One; a 12-step plan to get ahead of the deadly heroin epidemic and two; explain the lawsuit he filed on behalf of the state of Ohio against five large pharmaceutical companies.

"So they misled doctors. They caused a lot of this problem and they failed to do anything to try to elevate the problem. Very very little of anything," said DeWine.

DeWine said suing the drug companies for damages would take the burden off of taxpayers to fight this epidemic.

"I see this as an opportunity for pharmaceutical companies to help us in enforcement, education and prevention. I think it's very important we move forward with that," said Sheriff John Tharp with the Lucas County Sheriff's Department.

Several of the 12 action steps DeWine outlined include, passing legislation that let's the Governor of Ohio declare a public health emergency statewide or in specific areas. In addition, create at least 60 more drug courts and to create a special position within the governor's office with the sole purpose of fighting the opioid epidemic.

"The push to decriminalize it was so that we can make sure we can somehow maybe get these people who are addicted the treatment they need so that they can be healthy," said TPD Chief George Kral.

DeWine applauded what the local enforcement has done, but stresses going after pharmaceutical companies is a critical step.

Using existing capacity at hospitals to help battle the opioid epidemic is an action step the Attorney General outlined.

The goal is to double the substance abuse treatment capacities in Ohio.

DeWine explained there is existing space in hundreds of hospitals around Ohio which can be used.

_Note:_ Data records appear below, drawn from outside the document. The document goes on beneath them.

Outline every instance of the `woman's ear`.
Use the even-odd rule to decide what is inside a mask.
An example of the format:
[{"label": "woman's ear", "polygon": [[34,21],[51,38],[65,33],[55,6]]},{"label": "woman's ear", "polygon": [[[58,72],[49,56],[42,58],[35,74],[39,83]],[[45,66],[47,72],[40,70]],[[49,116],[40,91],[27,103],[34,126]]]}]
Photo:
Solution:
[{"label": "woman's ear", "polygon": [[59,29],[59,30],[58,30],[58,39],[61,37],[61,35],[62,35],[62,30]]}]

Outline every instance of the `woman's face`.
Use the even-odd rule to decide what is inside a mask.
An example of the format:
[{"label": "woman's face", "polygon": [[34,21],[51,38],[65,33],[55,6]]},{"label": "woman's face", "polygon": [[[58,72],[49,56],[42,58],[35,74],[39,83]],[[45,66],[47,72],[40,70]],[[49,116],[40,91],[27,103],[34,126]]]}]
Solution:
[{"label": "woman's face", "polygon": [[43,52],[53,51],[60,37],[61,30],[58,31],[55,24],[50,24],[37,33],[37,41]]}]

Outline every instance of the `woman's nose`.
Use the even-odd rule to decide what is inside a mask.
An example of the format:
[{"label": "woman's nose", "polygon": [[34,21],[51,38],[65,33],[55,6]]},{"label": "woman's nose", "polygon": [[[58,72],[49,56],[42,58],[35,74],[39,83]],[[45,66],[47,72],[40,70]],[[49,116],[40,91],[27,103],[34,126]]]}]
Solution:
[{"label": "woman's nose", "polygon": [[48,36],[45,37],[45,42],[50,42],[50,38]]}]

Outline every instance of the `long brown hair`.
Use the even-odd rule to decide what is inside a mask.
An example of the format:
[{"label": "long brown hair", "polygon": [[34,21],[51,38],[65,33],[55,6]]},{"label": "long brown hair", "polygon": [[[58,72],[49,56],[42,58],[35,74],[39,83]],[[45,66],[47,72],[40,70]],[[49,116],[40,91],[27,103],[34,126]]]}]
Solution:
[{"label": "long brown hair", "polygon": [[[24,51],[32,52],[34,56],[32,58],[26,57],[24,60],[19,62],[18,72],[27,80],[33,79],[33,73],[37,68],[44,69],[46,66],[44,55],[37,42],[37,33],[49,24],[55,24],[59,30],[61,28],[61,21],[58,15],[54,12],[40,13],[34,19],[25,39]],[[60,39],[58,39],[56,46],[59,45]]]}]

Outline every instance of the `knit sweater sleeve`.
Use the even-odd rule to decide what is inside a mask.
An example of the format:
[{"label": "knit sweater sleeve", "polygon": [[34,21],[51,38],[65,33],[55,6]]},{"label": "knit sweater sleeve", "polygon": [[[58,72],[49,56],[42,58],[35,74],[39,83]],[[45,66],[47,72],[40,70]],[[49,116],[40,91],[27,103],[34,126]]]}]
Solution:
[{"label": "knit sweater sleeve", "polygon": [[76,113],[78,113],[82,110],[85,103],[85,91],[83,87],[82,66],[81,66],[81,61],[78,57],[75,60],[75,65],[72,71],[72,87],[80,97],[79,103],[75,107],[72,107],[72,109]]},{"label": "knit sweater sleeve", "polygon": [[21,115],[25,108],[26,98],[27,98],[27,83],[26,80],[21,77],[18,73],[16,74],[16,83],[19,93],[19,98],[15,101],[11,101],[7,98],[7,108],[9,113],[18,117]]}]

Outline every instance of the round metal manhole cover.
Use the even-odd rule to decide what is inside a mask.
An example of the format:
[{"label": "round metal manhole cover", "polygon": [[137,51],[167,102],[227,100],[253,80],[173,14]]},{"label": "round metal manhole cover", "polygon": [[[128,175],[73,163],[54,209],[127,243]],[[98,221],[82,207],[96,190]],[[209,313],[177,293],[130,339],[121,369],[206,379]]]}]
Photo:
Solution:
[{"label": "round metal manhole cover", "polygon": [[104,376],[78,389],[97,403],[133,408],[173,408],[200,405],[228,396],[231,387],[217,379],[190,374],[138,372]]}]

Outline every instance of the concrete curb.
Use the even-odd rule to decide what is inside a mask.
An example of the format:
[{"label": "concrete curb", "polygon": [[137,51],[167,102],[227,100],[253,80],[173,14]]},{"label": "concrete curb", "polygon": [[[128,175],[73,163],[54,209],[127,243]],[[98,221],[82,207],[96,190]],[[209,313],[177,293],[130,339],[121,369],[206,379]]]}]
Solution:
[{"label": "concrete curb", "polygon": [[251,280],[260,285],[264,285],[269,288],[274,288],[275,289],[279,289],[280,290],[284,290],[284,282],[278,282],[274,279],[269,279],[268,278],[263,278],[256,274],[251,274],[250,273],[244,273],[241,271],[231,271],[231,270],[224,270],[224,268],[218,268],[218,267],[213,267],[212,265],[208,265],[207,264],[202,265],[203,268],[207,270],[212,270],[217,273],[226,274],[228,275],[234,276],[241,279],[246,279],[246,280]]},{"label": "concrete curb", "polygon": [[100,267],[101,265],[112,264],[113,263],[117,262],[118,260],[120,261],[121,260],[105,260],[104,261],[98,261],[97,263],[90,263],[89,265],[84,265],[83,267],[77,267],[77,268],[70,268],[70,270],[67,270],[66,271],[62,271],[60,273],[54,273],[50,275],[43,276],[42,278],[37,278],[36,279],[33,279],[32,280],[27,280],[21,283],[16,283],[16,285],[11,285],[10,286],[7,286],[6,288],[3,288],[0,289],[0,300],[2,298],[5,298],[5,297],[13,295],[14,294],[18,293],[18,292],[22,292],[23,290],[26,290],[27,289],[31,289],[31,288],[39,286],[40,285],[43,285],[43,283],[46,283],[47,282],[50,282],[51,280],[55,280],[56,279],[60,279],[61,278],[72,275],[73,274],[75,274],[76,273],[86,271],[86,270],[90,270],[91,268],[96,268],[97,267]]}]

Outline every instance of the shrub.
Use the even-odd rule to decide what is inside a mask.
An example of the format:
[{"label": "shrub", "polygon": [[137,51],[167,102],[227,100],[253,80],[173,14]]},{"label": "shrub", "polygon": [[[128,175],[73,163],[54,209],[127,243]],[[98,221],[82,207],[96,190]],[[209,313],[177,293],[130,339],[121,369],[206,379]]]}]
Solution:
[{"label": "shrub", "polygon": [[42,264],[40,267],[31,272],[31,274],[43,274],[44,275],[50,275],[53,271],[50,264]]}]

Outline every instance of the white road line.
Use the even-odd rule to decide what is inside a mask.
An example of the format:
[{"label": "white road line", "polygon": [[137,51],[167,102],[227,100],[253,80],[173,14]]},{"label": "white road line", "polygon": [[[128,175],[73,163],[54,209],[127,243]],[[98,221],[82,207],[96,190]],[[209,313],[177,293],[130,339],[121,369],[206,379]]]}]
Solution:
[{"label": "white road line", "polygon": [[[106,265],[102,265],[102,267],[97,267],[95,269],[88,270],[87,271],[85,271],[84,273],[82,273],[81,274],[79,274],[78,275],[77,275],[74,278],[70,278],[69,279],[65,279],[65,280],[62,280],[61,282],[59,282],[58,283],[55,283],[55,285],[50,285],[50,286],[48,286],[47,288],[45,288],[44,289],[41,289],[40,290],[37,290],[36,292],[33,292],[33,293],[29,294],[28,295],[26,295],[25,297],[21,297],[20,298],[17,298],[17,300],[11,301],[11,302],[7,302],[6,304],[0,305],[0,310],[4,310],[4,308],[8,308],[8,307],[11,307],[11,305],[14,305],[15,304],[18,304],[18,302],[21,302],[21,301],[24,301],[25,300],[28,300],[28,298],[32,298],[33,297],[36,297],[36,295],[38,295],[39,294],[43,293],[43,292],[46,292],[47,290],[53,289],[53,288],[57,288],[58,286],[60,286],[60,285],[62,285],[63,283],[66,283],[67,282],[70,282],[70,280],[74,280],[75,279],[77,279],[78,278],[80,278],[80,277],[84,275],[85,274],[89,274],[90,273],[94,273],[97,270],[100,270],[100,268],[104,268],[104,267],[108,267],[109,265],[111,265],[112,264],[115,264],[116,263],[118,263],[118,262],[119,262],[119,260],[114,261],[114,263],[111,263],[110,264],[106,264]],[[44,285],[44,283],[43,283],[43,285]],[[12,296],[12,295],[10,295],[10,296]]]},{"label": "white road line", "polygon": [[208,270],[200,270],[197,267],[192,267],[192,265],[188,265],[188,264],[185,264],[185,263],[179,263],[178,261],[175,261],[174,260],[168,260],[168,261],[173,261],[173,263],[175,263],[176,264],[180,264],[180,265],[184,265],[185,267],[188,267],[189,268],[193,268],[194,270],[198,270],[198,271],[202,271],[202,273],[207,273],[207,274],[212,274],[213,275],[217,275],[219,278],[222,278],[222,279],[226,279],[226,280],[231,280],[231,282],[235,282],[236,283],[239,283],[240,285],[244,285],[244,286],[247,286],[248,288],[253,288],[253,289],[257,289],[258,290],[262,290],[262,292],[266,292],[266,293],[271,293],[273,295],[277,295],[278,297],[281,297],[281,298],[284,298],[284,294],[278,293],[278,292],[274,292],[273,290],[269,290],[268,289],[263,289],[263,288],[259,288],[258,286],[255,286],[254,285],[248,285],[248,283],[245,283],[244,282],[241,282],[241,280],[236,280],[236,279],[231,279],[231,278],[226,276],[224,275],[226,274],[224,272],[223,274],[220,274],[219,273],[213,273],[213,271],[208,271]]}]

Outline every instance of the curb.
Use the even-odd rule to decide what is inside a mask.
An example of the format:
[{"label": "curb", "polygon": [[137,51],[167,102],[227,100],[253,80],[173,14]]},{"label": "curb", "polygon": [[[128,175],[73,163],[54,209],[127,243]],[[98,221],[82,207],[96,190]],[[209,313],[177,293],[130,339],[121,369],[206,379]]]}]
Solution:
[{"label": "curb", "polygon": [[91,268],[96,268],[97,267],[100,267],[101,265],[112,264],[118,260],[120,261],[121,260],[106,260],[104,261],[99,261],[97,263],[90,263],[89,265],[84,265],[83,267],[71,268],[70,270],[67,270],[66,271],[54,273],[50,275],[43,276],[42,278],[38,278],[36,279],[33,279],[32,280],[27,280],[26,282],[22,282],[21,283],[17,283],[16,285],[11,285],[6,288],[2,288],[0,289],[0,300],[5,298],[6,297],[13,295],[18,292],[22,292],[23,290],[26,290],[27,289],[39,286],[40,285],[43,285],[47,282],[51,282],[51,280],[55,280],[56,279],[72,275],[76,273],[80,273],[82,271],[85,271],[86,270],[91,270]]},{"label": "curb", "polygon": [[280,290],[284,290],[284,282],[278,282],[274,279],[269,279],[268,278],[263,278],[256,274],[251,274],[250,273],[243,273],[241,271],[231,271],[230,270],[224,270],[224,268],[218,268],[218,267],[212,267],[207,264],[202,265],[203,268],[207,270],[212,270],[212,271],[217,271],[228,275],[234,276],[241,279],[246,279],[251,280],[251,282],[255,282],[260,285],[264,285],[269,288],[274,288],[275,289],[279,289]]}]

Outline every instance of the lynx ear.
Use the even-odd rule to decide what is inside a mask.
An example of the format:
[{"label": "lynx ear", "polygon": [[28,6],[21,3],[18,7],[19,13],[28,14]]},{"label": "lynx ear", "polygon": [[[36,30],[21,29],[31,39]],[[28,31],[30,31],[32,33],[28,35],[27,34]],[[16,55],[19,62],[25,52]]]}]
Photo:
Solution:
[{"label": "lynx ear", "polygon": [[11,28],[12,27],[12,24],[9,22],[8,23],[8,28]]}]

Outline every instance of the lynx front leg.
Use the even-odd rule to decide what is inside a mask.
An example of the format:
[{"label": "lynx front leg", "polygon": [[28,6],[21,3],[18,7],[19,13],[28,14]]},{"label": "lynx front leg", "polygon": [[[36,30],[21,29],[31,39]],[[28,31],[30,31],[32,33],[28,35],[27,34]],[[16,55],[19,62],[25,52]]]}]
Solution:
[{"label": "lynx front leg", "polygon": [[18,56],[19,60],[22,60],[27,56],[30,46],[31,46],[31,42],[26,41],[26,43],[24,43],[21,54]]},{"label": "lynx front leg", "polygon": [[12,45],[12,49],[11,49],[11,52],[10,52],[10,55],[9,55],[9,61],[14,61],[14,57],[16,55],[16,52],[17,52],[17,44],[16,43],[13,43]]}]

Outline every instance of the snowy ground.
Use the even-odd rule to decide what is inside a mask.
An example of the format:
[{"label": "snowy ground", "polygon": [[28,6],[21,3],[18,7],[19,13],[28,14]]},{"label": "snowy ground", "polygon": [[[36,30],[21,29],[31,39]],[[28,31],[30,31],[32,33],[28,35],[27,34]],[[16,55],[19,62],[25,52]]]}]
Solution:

He said current reimbursement rules don't allow most of the capacity in hospitals to be used for treatment.

One local hospital system agrees.

"Reimbursement models obviously impact who can provide services as well as the level of those services we're able to provide. His efforts to change some of those initiative obviously will assist being able to provide those services," said Craig Albers/President & COO, Mercy Health St. Charles

Until any changes like this happen, hospitals will continue to work with community health agencies to help battle the opioid epidemic in our community.